There are a number of ways you could go about coarse-graining the density. The simplest way is to discretize the state space into cubes of side length \(\varepsilon\) (volume \(\varepsilon^n\)) and redefine the expectation integral with a sum. Another way is to convolve the density with a Gaussian kernel with covariance \(\varepsilon^2 I\). The entropy associated with the cube coarse-graining is defined as: \[\large H_\text{cube}^{\varepsilon}(t) = -\sum_{i=1}^N p_i(t) \log p_i(t), \quad p_i(t) = \int_{C_i} \rho(x,t)\, dx \] where \(C_i\) is the \(i\)th \(\varepsilon\)-cube. The Gaussian coarse-graining is defined as: \[\large H_\text{conv}^{\varepsilon}(t) = -\int_{\mathbb{R}^n} \rho(x,t) \log \left(\int_{\mathbb{R}^n} \rho(y,t)\, e^{-\frac{\|x-y\|^2}{2\varepsilon^2}}\, dy\right)\, dx \] This is known to be related to the differential entropy by the following asymptotic \(\varepsilon \to 0\) relation: \[\large H^{\varepsilon}(t) = h(t) - \mathcal{D}_I \log \varepsilon + \mathcal{O}(1), \quad \mathcal{D}_I \in [0,n] \] where the \(\mathcal{O}(1)\) terms come from particular choice of coarse-graining procedure. \(\mathcal{D}_I\) is a constant known as the information dimension of the attractor.

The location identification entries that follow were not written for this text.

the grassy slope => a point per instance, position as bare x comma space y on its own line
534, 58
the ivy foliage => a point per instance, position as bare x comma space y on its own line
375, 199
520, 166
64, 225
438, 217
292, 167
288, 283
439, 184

In this form, \(\mathcal{D}_I\) just looks like an empirical constant and that's the way it's largely been treated in the literature, but it's a very important physically relevant quantity! It answers the question: how many real numbers do I need to encode the state of a system? as opposed to the classical notion of entropy which only tells you how many bits you need in total. This is about as close as you can get to a universal definition for complexity in a physical system! The biggest problem with information dimension is that it's exactly \(n\) for all finite times. It's defined in a way that only after taking the limit as \(t \to \infty\) can you ever get a smaller number. This makes it impossible to assign an intermediate value or associate an "energy" to this "force". What causes information dimension to decrease? Until we have a definition which has a meaningful finite time value and a finite rate of change, we cannot pin down the cause. That's why I'm working on defining a new quantity which equals the information dimension at the limit, but has a physically meaningful intermediate values. Paper coming soon!